Сабуров понимал, о какой дипломатии идет речь.
– Той, что делается не за столом переговоров, хмыкнул он. – Из мистера Брауна и сейчас слова лишнего не вытащишь.
Двадцать два года тому назад любимая дочь маркиза, Аделаида, попыталась сбежать из дома.
– Вернее, из их поместья, – поправил себя Браун, – то есть одного из поместий рядом с городком Баллингарри. Там издавна находятся самые крупные угольные шахты в Ирландии, в которых у маркиза имелся интерес.
Девушку быстро нашли и вернули под крыло семьи.
– Но уже не одну, – Браун помолчал, – и никакие расспросы ни к чему не привели.
Отец отправил семнадцатилетнюю Аделаиду в лечебницу для умалишенных в Англии, где девушка умерла в родах. Маркиз Лондондерри и его жена вырастили внучку, не пожалев денег на ее образование.
– Сейчас за нее отвечает ее дядя, нынешний маркиз, – добавил Браун, – однако Кларисса, как и ее мать, отличается редкой, – он покрутил головой, – в общем, независимостью. Ирландцы все такие, хотя ее семья происходит из ольстерских шотландцев.
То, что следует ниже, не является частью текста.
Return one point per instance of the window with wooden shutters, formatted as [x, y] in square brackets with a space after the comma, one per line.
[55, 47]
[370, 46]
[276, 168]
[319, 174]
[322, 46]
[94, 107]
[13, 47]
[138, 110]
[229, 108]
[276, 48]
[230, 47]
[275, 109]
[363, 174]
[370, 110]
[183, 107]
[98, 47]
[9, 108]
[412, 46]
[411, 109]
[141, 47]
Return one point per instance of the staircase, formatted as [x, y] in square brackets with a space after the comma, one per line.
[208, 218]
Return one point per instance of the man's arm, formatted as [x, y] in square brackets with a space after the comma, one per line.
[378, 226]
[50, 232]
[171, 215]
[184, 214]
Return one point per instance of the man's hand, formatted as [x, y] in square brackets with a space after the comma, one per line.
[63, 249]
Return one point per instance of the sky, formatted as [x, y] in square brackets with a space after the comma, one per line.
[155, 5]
– Впрочем, особой разницы между кельтами нет, – добавил Браун. – Живя в Ирландии триста лет, не избежать смешения с местным населением.
Сабуров кашлянул.
– Вы думаете, что мать мисс Янг пыталась сбежать к любовнику?
Браун невесело ответил.
– Она могла бежать не к кому-то, а от кого-то. Вы не хуже меня знаете, что насилие зачастую творится именно в семье, а не за ее пределами. Взять хотя бы ваш валлийский случай, который еще раз доказывает, что кельтская кровь необузданнее нашей.
Не считая расследование бристольского дела своей заслугой, Сабуров предпочел не комментировать слова Брауна. Все началось с пропажи уважаемого местного негоцианта, а закончилось выловленной из гавани отрубленной головой мистера Эллиса и арестом его любовницы, называвшей себя Озерной феей. Бывшую фею тоже надежно заперли в психиатрической лечебнице, однако Сабуров считал девушку только орудием убийства. Он, впрочем, понимал, что признание умалишенной не примет во внимание ни один суд.
– И никто не арестует сына мистера Эллиса, – хмыкнул он, – а ведь именно он стоял за всем делом.
Бронзовый колокольчик приятно зазвенел и за калиткой послышались легкие шаги. Леди Хелен носила дневное платье сиреневого шелка.
– Заходите, мистер Гренвилл, – улыбнулась девушка. – Мы с папой вас ждем.
Распахнув перед Сабуровым дверь, сэр Майкл Огилви заметил:
– Как я уже говорил, британское правительство не особо ценит науку. Благодаря мистеру Сингу, я получил мастерскую на верфях, а что касается моего домашнего кабинета, – физик повел рукой, – то, как выражались римляне, feci quod potui.2
– Faciant meliora potentes,3– пробормотал Сабуров, оглядывая строение, когда-то служившее каретным сараем.
– У нас нет экипажа, – словно услышав его, сказал ученый, – c подземной железной дорогой, омнибусами и кебами я считаю расходы на лошадей и кучера совершенно необоснованными. Мой покойный тесть держал выезд, однако те времена давно миновали.
За чаем, поданным в неожиданно изящной гостиной, Сабуров услышал историю возвышения скромного торговца красками, мистера Джозайи Ньютона, дедушки леди Хелен, превратившегося из ист-эндского мальчишки в миллионера и почти что баронета.
– Он, впрочем, не стал покупать титул, – усмехнулся сэр Майкл. – Мистер Джозайя утверждал, что в палате лордов и так протирается немало штанов и лучше оставаться честным олдерменом и членом корпорации лондонского Сити. Человек он был прямой и едва я начал ухаживать за матерью Хелен, – ученый кивнул на дочь, – как мистер Ньютон поинтересовался моими планами.